Dr. Mustafa Gündoğan

Bu yazıda doktoram sırasında okuduğum ve kuantum fiziği ve tarihine meraklılara ilk sırada tavsiye ettiğim bir kitaptan bahsedeceğim. MIT fizik ve bilim tarihi bölümleri üyesi David Kaiser’in yazdığı “Hippiler Fiziği Nasıl Kurtardı” (How the Hippies Saved Physics) soğuk savaş dönemi içinde kuantum fiziğinin gelişiminin akademide kendine yer bulamayıp, bir bakıma dışlanmış bir avuç “hippi” fizikçinin doğrudan ya da dolaylı çabalarıyla nasıl geri hayata döndüğünü anlatıyor.

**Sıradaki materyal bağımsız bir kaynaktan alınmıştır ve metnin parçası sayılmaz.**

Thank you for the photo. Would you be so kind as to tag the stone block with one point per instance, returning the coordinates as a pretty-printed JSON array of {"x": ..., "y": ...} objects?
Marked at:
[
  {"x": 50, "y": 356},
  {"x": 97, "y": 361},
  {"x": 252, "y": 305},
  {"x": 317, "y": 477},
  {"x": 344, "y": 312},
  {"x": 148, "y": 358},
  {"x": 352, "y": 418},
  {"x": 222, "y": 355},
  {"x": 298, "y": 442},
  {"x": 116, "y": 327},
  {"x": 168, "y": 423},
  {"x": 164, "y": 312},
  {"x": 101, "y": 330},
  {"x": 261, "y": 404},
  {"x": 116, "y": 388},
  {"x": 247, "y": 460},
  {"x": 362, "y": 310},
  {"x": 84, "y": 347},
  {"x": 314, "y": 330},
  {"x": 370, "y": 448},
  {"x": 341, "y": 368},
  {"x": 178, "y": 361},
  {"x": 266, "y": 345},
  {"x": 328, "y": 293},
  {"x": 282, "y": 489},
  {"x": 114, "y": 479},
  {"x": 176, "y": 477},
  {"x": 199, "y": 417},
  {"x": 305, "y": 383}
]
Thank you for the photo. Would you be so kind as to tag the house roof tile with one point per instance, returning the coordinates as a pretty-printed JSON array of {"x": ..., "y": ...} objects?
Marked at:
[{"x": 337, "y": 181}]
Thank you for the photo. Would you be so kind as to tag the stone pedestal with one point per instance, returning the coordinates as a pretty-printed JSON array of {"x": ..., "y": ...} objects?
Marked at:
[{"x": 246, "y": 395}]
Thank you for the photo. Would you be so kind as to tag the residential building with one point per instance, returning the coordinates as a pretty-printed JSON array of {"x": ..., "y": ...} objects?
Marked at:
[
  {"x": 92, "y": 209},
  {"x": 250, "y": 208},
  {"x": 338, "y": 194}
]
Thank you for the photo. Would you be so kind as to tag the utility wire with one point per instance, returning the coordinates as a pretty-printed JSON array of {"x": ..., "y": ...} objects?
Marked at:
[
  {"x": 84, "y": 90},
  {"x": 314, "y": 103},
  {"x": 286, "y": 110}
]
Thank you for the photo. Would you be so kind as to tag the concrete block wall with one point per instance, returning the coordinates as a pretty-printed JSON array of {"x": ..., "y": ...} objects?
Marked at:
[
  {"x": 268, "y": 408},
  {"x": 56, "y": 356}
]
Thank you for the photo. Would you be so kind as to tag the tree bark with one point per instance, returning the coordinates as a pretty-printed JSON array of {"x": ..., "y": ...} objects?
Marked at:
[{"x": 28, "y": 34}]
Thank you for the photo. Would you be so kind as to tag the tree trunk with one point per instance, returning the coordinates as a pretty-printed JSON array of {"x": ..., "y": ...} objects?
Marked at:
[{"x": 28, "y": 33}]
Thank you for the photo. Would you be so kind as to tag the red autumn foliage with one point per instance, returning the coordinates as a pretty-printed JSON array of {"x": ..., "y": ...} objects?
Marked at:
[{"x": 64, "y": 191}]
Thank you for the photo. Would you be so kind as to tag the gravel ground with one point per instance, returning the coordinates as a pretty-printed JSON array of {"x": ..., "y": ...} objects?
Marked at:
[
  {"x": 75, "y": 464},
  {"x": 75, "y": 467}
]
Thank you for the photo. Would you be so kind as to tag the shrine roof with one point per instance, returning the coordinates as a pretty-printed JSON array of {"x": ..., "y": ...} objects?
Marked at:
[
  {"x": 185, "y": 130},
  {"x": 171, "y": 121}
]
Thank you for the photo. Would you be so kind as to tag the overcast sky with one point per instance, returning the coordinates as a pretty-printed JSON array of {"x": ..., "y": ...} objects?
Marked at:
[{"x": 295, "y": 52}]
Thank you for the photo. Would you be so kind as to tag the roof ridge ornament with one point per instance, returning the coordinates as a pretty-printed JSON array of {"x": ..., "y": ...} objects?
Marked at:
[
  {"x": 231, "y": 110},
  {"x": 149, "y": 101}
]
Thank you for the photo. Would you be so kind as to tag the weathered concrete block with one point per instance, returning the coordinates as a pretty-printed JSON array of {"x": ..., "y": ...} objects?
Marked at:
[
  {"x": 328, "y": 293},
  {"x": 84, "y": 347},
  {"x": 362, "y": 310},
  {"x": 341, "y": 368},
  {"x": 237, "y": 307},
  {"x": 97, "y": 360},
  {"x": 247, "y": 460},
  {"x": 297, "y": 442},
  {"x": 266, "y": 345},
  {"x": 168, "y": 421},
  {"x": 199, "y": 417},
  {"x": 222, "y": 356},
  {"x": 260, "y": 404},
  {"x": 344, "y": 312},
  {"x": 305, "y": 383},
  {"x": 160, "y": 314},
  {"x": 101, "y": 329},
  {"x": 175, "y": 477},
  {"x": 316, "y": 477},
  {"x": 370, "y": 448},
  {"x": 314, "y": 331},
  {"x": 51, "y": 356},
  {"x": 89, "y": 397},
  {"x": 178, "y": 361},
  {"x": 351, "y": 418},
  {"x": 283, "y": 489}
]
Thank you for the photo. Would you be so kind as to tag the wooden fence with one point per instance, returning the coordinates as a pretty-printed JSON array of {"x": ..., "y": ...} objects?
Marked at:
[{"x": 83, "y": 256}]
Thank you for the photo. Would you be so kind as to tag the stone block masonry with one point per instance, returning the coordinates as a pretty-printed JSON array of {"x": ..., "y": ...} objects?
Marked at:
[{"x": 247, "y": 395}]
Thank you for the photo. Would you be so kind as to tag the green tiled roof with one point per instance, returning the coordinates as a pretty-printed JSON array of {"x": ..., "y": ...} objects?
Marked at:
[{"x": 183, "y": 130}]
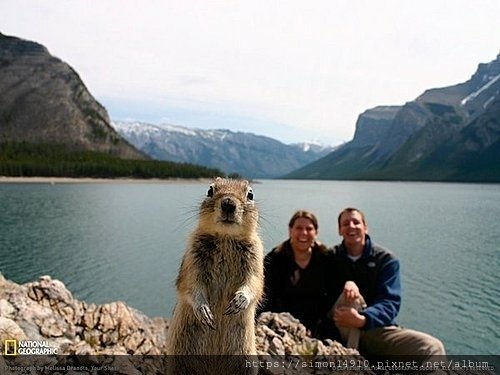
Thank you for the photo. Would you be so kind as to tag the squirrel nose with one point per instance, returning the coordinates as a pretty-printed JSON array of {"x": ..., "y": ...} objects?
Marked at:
[{"x": 228, "y": 206}]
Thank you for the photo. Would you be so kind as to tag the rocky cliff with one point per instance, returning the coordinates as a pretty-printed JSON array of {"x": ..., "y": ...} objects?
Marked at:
[
  {"x": 445, "y": 134},
  {"x": 44, "y": 101}
]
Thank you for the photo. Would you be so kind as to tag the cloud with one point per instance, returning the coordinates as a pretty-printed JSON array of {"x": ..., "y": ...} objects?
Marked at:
[{"x": 309, "y": 66}]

“Geri hayata döndüğünü” dedim, çünkü kuantum fiziği ilk temelleri atıldığı 1920’lerden itibaren katı hal fiziği, atomik fizik, kimya ve diğer birçok alanlara son derece başarıyla uygulanmış; 1930 ve 40’lardan itibaren şekillenen kuantum alan teorisi ve sonradan bunların üzerine bina edilen “standart model” ile de parçacık fiziğinin temellerini oluşturmuştu. Kuantum fiziği bu yıllarda deney üzerine deney ile doğrulanmakta, teorinin doğruluğu ve bütünlüğü üzerine Einstein ve Schrödinger gibi büyük isimlerin başlattığı sorgulamaları alevlendirmek tabu olarak görülüyordu. Kuantum fiziğinin temellerinin sorgulanmadan halihazırda birçok probleme çözüm getirmesi ve başarıyla uygulanmasına ek olarak, 2. Dünya Savaşı’nın finalinde Japonya’ya atılan çifte atom bombası fizikçileri “gerçeği sorgulayan, doğayla uğraşan insan” stereotipinden “savaş kazandıran, stratejik değeri olan iş gücü” konumuna getirmişti. Tarih boyunca bilimciler savaş ve politikayla zaten içiçe olageldiyse (Sirakuza savumasında öldürülen Arşimet ya da icat ettiği teleskobu Venedik doçuna ‘bununla düşman gemilerini önceden görebilirsiniz’ diye pazarlayan Galileo Galilei mesela) bile Hiroşima ve Nagazaki üzerindeki mantar bulutları bu ilişkiye oldukça dramatik bir sembol olmuş ve fizikçiler bir anda selebriti olmuşlardı.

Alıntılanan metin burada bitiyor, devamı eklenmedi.